Organizatorzy wydarzenia przyznają, że popełniono błąd, a sprawę bada puławska prokuratura. Do tego nieszczęśliwego zdarzenia doszło w sobotę, 12 czerwca w Markuszowie. Na stawie trwały zawody wędkarskie, które organizowało koło PZW Puławy Miasto. Brało w nich udział około 30 osób. W pewnym momencie rozległ się huk, a jeden z wędkarzy stracił przytomność. Okazało się, że 62-letni puławianin, zarzucając przynętę, sięgnął linką wiszących nad lustrem wody przewodów wysokiego napięcia. Z powodu porażenia prądem, stracił przytomność. Na miejsce wezwano służby ratunkowe.
Jak informował nas tego samego dnia mł. asp. Kamil Karbowniczek z Komendy Wojewódzkiej Policji w Lublinie, 62-latek był reanimowany i odzyskał funkcje życiowe. Z powodu poważnych obrażeń ratowniczym śmigłowcem został zabrany do lubelskiego szpitala. Niestety, 21 czerwca mężczyzna zmarł.
Jednym z nasuwających się pytań jest to, dlaczego PZW Puławy Miasto, które odpowiadało za organizację zawodów, umieściło stanowisko wędkarskie w pobliżu linii energetycznej? – Trudno mi powiedzieć, jak wyglądała organizacja tych zawodów, bo osobiście za to nie odpowiadałem. Wiem, że zawody na tym stawie odbywały się już wielokrotnie. To, co się stało, było w mojej ocenie nieszczęśliwym wypadkiem, ale my przy kolejnych zawodach na pewno będziemy zwracali większą uwagę na bezpieczeństwo wędkarzy. Musimy dmuchać na zimne, żeby taka historia nigdy się nie powtórzyła – mówi Aleksy Piech, prezes puławskiego koła.

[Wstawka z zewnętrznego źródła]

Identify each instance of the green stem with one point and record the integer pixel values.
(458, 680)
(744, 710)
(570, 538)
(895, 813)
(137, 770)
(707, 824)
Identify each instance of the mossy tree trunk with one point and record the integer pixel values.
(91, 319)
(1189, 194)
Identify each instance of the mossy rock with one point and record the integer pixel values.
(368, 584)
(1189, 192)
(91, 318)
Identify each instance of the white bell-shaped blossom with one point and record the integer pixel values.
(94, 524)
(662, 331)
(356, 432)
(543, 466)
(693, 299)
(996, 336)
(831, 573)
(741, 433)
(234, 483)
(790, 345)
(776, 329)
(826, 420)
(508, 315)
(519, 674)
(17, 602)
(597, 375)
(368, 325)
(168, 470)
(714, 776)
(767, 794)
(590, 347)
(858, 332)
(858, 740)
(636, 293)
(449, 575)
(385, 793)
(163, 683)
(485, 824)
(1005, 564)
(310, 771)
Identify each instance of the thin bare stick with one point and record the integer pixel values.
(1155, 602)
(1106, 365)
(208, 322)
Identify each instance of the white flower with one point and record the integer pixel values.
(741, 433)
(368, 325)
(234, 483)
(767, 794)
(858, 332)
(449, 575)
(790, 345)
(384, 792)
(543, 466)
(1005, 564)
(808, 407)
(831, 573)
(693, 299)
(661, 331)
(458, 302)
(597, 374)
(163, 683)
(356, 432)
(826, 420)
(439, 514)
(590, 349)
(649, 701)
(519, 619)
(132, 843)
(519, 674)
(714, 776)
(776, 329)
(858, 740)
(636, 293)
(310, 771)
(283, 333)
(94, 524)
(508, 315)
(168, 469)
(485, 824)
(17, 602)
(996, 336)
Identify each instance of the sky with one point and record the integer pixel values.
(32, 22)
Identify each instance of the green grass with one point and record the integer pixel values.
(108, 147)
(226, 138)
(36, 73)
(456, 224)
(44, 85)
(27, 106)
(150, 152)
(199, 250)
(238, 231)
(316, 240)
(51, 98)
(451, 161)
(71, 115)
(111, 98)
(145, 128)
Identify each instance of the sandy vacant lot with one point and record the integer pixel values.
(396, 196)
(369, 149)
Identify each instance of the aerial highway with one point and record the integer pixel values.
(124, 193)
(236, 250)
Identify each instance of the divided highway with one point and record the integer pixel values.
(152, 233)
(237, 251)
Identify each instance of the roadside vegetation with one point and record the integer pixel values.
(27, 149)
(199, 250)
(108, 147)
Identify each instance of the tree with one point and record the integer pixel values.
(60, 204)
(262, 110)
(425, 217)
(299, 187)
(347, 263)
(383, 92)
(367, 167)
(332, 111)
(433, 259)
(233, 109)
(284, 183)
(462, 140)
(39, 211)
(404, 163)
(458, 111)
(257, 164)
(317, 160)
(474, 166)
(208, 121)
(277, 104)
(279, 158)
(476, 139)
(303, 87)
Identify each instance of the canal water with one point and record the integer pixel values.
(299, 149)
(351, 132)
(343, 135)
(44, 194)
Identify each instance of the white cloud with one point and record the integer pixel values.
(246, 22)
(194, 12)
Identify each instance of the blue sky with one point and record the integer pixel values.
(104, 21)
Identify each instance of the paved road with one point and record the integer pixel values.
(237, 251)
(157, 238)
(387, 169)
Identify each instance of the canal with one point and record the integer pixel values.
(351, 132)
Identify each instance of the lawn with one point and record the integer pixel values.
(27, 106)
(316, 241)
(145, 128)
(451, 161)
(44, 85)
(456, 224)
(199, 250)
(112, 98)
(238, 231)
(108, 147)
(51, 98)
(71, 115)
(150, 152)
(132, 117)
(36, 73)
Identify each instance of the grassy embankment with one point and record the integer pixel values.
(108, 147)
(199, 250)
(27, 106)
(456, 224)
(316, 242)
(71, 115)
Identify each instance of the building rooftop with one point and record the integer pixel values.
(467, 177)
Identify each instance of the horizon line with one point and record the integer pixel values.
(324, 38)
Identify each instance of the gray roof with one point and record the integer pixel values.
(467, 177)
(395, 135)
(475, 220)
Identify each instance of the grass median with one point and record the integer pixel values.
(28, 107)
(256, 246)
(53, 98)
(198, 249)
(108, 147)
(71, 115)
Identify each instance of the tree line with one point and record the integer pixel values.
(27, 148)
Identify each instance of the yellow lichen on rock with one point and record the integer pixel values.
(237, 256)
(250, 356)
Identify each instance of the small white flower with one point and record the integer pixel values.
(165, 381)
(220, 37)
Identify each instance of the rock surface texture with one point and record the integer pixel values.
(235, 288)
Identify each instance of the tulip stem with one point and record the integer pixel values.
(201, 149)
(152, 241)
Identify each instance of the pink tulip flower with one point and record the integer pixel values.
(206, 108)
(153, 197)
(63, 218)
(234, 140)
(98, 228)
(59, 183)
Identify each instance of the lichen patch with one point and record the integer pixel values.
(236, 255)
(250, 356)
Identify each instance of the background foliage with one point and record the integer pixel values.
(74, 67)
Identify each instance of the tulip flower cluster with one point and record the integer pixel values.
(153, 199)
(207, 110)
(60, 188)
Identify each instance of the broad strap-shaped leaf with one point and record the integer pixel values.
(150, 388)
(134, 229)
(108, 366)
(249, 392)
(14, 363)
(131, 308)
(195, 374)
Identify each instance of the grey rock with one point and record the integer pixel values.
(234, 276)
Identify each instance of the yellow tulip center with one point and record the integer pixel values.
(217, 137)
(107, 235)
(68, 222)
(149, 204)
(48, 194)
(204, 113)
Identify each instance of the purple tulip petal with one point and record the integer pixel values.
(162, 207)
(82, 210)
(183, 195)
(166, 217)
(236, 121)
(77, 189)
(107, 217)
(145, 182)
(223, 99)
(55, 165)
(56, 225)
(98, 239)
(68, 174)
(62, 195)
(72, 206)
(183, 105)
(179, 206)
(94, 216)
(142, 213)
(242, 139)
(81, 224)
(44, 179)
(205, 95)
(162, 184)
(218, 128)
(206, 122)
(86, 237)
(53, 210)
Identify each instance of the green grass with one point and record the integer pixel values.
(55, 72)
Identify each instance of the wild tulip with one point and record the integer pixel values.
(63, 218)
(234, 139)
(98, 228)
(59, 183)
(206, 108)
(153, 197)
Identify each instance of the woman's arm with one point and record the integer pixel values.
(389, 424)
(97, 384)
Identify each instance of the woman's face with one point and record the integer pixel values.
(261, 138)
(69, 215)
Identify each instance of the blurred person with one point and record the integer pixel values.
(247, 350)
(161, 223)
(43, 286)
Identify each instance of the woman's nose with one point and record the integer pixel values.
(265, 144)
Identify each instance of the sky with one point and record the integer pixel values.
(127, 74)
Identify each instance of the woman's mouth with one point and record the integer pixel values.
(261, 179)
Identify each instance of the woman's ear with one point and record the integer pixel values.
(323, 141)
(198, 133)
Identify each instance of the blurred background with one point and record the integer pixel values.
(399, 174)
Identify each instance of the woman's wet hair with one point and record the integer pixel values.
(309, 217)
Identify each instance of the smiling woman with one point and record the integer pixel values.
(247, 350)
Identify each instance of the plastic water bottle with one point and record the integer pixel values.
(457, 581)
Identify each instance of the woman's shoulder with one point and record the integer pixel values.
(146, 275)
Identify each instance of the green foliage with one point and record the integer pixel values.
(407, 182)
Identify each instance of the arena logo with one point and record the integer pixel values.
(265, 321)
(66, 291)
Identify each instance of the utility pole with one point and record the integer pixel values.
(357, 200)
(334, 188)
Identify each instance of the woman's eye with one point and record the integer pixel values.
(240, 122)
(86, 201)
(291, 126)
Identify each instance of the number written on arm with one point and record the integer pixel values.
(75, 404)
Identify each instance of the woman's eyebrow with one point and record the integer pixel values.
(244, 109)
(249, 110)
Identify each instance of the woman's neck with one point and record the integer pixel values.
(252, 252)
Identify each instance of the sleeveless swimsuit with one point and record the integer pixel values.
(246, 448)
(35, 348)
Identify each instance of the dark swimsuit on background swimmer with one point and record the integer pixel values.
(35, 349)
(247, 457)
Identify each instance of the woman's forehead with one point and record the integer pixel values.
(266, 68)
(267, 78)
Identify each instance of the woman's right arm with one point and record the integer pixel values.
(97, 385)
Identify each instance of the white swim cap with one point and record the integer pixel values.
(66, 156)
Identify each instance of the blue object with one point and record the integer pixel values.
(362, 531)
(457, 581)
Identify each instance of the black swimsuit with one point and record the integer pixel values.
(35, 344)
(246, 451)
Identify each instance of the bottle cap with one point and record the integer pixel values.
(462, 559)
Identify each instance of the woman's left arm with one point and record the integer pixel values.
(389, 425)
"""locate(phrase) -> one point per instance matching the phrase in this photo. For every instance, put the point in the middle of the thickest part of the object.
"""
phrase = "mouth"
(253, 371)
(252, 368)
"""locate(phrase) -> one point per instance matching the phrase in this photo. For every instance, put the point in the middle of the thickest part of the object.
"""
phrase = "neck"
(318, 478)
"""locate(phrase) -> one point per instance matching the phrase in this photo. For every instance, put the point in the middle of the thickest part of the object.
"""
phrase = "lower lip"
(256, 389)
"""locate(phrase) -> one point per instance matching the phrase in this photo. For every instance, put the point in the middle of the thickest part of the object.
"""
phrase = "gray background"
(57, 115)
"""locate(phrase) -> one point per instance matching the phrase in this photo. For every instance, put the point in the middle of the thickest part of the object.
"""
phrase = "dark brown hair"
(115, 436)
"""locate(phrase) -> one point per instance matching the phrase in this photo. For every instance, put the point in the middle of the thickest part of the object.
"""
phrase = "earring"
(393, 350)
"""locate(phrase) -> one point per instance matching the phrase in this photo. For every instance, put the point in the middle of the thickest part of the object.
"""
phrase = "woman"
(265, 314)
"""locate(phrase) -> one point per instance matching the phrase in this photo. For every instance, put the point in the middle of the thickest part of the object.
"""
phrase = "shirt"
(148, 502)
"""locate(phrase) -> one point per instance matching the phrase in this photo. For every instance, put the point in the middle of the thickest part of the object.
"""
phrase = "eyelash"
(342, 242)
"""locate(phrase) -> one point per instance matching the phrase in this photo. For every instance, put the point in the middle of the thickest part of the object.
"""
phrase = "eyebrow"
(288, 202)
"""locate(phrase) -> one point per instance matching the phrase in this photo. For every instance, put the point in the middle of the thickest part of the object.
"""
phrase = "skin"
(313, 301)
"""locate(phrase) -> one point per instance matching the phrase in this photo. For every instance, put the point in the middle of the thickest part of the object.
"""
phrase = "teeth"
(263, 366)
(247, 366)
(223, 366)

Za organizację wydarzenia odpowiadał wiceprezes koła do spraw sportu, Wojciech Poduch oraz sędzia Jarosław Magryta, sekretarz koła. Ten pierwszy przyznaje, że wypadkowi można było zapobiec. Niestety nikt w porę nie zainterweniował. – Nie jest mi łatwo po tym, co się stało. Czuję się częściowo odpowiedzialny za ten wypadek i wiem, że można było mu zapobiec na różnych poziomach organizacji zawodów. Zainterweniować zawczasu mogli sędziowie lub gospodarz łowiska. Protest mógł złożyć także sam zawodnik, do czego, jak wiem, był zachęcany przez innych wędkarzy. Tak się jednak nie stało, człowiek nie żyje, a my czasu nie cofniemy – mówi wiceprezes Poduch z PZW Puławy Miasto.
Jarosław Magryta o tym, co się stało 12 czerwca oraz jaką funkcję pełnił podczas markuszowskich zawodów, rozmawiać nie chciał.
Postępowanie w sprawie śmierci wędkarza prowadzi puławska Prokuratura Rejonowa. – Dotyczy ono spowodowania ciężkiego uszkodzenia ciała, którego następstwem była śmierć. Obecnie czekamy na wyniki sekcji i badamy okoliczności zdarzenia – mówi prokurator Katarzyna Abramowicz.